Meeting Jimmie Rodgers


There are two kinds of biographies: introductory biographies for a popular audience and advanced biographies for aficionados. Barry Mazor’s Meeting Jimmie Rodgers falls into the latter category, in my opinion.

I had never heard of Jimmie Rodgers before I read this book, and I had heard only one of his songs–“In the Jailhouse Now”–although I didn’t know it was his. Upon reading Meeting Jimmie Rodgers, however, I learned what an influential singer he had been. The subtitle of Mazor’s book gets at his thesis: “How America’s Original Roots Music Hero Changed the Pop Sounds of a Century.” Rodgers was heir to the music traditions of the South: hillbilly, country, blues, gospel, Vaudeville. And yet, like all artistic originals, he took that tradition and made it a new thing, his own distinctive thing. Much of Rodgers’ distinction was the “blue yodel,” which he did not invent but which he did perfect. Many country and western artists today trace their inspiration to Rodgers.

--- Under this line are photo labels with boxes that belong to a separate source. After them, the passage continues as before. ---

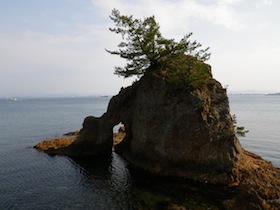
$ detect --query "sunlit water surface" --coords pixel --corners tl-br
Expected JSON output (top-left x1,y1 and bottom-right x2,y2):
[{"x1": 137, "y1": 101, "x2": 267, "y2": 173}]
[{"x1": 0, "y1": 95, "x2": 280, "y2": 209}]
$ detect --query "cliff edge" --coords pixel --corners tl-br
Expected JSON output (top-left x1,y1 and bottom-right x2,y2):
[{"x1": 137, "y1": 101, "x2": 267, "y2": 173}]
[{"x1": 35, "y1": 55, "x2": 280, "y2": 209}]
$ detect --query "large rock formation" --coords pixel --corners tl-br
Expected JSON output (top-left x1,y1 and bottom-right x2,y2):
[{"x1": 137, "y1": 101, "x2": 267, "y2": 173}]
[{"x1": 35, "y1": 56, "x2": 280, "y2": 209}]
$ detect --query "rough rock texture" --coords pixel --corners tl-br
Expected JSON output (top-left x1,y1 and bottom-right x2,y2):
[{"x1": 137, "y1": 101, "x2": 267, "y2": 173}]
[
  {"x1": 35, "y1": 55, "x2": 280, "y2": 209},
  {"x1": 107, "y1": 73, "x2": 241, "y2": 184}
]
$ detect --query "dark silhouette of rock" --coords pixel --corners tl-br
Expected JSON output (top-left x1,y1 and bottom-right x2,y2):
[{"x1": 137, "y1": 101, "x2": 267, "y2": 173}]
[{"x1": 35, "y1": 57, "x2": 280, "y2": 209}]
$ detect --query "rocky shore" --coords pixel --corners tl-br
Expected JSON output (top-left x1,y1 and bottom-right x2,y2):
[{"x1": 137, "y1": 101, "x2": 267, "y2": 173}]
[{"x1": 36, "y1": 56, "x2": 280, "y2": 210}]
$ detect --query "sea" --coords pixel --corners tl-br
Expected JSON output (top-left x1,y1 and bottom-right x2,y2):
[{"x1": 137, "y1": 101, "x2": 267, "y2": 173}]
[{"x1": 0, "y1": 94, "x2": 280, "y2": 210}]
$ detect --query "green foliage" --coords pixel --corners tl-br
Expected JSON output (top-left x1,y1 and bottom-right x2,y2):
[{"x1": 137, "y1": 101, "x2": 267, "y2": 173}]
[
  {"x1": 106, "y1": 9, "x2": 210, "y2": 80},
  {"x1": 159, "y1": 54, "x2": 211, "y2": 89},
  {"x1": 232, "y1": 114, "x2": 249, "y2": 137}
]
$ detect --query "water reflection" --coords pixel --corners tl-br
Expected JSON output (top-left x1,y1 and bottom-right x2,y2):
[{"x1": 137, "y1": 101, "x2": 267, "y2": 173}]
[{"x1": 68, "y1": 152, "x2": 228, "y2": 209}]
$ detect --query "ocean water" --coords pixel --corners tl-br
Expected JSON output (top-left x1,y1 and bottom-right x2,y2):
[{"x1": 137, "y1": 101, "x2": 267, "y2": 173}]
[{"x1": 0, "y1": 95, "x2": 280, "y2": 209}]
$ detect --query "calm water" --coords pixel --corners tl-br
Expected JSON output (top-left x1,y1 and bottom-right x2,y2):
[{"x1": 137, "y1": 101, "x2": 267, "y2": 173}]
[{"x1": 0, "y1": 95, "x2": 280, "y2": 209}]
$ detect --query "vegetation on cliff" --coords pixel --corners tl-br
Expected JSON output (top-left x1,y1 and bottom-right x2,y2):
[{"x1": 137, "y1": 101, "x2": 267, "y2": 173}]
[{"x1": 106, "y1": 9, "x2": 210, "y2": 80}]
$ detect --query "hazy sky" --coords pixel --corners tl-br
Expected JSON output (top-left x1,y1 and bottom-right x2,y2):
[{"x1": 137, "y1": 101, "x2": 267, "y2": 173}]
[{"x1": 0, "y1": 0, "x2": 280, "y2": 97}]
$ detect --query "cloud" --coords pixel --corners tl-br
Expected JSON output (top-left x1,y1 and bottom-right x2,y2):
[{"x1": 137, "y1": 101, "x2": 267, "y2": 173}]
[{"x1": 256, "y1": 0, "x2": 273, "y2": 7}]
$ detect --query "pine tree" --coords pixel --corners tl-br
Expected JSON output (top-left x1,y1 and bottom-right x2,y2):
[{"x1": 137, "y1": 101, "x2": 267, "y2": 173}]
[{"x1": 106, "y1": 9, "x2": 210, "y2": 78}]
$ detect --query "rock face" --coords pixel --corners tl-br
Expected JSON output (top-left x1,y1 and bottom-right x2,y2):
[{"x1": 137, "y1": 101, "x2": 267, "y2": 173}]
[
  {"x1": 35, "y1": 55, "x2": 280, "y2": 209},
  {"x1": 42, "y1": 57, "x2": 241, "y2": 184},
  {"x1": 107, "y1": 73, "x2": 241, "y2": 184}
]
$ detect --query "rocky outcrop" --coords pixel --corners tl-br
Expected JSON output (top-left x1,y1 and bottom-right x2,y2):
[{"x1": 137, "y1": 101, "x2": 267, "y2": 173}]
[{"x1": 34, "y1": 55, "x2": 280, "y2": 209}]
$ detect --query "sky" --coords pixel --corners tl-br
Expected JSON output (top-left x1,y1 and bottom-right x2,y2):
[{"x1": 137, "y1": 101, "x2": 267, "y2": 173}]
[{"x1": 0, "y1": 0, "x2": 280, "y2": 97}]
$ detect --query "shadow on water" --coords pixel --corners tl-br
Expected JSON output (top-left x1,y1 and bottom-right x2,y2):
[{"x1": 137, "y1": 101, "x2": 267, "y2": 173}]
[{"x1": 68, "y1": 152, "x2": 232, "y2": 209}]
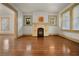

So, on the one hand, Mazor’s book told me a lot about a man I had never heard of. It also provided me with a discography of original Rodgers’ recordings, as well as recordings of his musical contemporaries and numerous imitators. On the other hand, the book assumed such a thorough knowledge of roots music generally and Jimmie Rodgers particularly that it was hard reading for this non-specialist.

On the whole, then, this is a good book. Had I been more knowledgeable about Jimmie Rodgers at the outset of reading it, I think it would have been a very good book.